Soooo sad…my church has now closed down again due to the rise in local COVID cases.  First time in all my (many) years that we have not been able to attend church and sing Christmas carols.  Our school system also shut down a week early for the holidays with kids going virtual.  I am so thankful we will soon have the vaccine.  I have thought and thought and read and read about it trying to decide if I want to take it.  Hubby and I agree that we will.  I heard on the news that 70% of us will have to take it in order to reach “herd immunity”.  I know many are afraid, but I got to thinking back when I was a child and the new polio vaccine came out.  Our parents were thrilled for us to get that vaccine, and so I’m going to look at the COVID vaccine in the same way.  (I absolutely HATE shots, so this is a biggie for me!)


Thankfully, we got to see two Cheer Competitions…wearing masks and mostly social distancing.  They haven’t won yet but they did great the second competition.  Only one mistake that cost them 15 points…those judges really judge VERY harshly!!!


She’s a DADDY’S GIRL for sure!


My last shopping got done this week…stocking stuffers.  And that’s my VERY FAVORITE part of Christmas shopping.  I found some great things at DOLLAR TREE this year.  Here are a few of the items I found there:


          SNUGGADO brand fuzzy socks (got myself a pair too; cute patterns and so soft

          SHOE ERASER…like “Magic Eraser” accept for shoes

          PURE SILK Shaving Cream (for us ladies)…great reviews

          LA GIRLS Lip Balm…comes in several colors in containers that look like macaroon cookies and with cute sayings on top

          Godiva chocolates

          Cute picture frame (for grandson & his girlfriend’s photo)

          Cute note pads

          Miniature screwdriver set (hubby has one and uses it to fix my jewelry)

          Emory boards…cute patterns

          Taco flavored sunflower seeds…son loves these seeds & this is a new flavor I hope he will like

          MOSSY OAK work socks…this is a great brand and for $1 (bargain)

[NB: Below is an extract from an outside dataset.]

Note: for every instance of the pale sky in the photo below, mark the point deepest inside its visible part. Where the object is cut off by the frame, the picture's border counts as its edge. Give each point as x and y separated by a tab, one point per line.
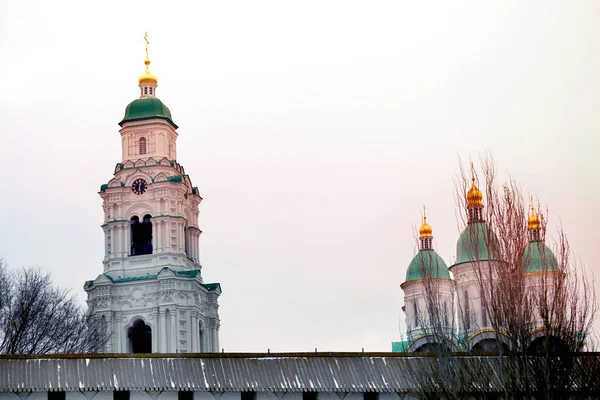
315	131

          Bath/Shower Exfoliating glove…different colors; saw same ones at Wal-Mart much more expensive

         E.L.F. makeup brushes...sold at Wal-Mart for more

            Christmas pattern travel mugs (plastic; tall kind with top; I got myself one with gnomes…I adore gnomes

The DOLLAR TREE Website has some great ideas for cute gift baskets!

 

Got some other things other places so their stockings will be overflowing this year.

 

And I do hope and pray that your CHRISTMAS will be overflowing with love, hope, joy, and peace.  And may ALL of us be Blessed with a much Happier and Safer NEW YEAR!